While these trials only focused on Gracilaria species, “we think that is probably going to be the same for a lot of different seaweed species,” Gardner says. That means if farmers want to produce better seaweed for cattle feed, they might, in general, want to maximize light exposure and harvest it at peak sunlight and outplant in places where, at low tide, the seaweed will be exposed. 

The next step was to feed the seaweed to actual cows. But, unfortunately, Gardner and his team found they’d produced less Gracilera than hoped. Moss Landing Marine Laboratories, in Monterey, isn’t as warm or sunny as would be ideal for Gracilaria production. Given a lack of space, rather than growing the seaweed on lines, as is typical elsewhere, Gardner and his colleagues employed a technique known as “tumble culture,” in which the seaweed grows in tanks. Other seaweeds wound up growing on the Gracilaria, reducing overall production. In total, Gardner produced around four thousand pounds of seaweed. Once he freeze-dried it, the weight dropped by more than 95%, far more than he’d expected based on the prior literature.
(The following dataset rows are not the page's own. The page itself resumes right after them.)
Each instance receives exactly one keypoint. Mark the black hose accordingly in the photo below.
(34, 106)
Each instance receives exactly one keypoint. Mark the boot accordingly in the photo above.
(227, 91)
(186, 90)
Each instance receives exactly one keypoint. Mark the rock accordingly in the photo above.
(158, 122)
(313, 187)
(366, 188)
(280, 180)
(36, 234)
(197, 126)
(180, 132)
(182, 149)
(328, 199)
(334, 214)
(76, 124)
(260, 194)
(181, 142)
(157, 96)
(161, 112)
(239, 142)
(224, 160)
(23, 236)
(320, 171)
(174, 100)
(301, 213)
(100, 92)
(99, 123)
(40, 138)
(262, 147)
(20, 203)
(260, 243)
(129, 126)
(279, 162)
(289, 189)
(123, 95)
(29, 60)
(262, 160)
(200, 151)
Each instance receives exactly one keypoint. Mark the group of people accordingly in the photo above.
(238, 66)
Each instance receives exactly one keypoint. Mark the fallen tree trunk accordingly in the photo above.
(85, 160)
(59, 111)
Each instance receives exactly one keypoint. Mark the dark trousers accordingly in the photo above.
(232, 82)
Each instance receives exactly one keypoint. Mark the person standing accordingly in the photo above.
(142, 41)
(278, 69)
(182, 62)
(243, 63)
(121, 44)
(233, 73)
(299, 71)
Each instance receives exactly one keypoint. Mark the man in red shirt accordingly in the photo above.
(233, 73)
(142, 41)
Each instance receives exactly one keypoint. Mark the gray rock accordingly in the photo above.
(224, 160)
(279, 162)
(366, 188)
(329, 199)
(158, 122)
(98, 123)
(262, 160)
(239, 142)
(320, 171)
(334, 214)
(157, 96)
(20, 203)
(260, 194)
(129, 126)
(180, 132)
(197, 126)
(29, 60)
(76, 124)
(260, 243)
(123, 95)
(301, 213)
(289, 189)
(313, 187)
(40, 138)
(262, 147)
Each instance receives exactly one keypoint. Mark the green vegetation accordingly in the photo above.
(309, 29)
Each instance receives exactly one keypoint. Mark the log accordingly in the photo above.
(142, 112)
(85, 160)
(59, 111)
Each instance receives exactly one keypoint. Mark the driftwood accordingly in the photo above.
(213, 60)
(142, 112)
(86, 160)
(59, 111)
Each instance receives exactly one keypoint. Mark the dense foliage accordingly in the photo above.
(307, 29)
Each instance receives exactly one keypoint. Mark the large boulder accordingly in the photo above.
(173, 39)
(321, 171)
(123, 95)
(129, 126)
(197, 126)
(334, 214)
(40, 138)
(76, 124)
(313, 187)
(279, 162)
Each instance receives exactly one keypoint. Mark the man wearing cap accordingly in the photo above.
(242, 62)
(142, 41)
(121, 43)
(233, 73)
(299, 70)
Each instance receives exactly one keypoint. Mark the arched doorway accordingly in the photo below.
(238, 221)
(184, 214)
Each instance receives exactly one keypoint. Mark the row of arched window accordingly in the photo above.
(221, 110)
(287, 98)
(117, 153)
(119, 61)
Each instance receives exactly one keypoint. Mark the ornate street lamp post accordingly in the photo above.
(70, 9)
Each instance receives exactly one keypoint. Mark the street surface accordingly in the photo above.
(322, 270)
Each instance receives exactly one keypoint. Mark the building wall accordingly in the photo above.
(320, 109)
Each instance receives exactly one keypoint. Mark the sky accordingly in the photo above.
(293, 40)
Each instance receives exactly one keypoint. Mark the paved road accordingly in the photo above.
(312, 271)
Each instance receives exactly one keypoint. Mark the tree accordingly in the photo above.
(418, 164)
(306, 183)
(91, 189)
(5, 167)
So he had only a few hundred pounds of dried product to ship to Ken Kalscheur, a scientist at the USDA Dairy Forage Research Center in Madison, Wisconsin, who oversaw the field trials. 

“The problem is that dairy cows eat a lot,” Gardner says — ten thousand pounds of dry matter in a year. So the smaller-than-anticipated amount of seaweed only allowed a small study, with 12 cows eating seaweed, and 12 cows as controls. And the cows could be given only very low doses of seaweed: the “inclusion rate,” or amount of feed that was seaweed, was just 0.75%, well below the rate Gardner had used in his laboratory study. So Gardner was not surprised when the reduction in methane production in the cows was less than what he’d found in his laboratory trials. Gardner considers the study inconclusive: Feed the cows more Gracilaria and the results might be better.

The tentative results, Gardner notes, still underline the importance of the work that he is already doing: California needs more infrastructure for growing seaweed. He thinks there are hopes for Gracilara, even if it will never perform so well as Asparagopsis. Some studies have shown that cows start to eat less if more than  2% of Asparagopsis is included in their feed, perhaps due to taste — a nonstarter for an industry that depends on cows soaking up sufficient calories. But those tests have not been conducted Gracilaria, which could be more palatable So he’s still plugging away on behalf of California’s cows and seaweeds both.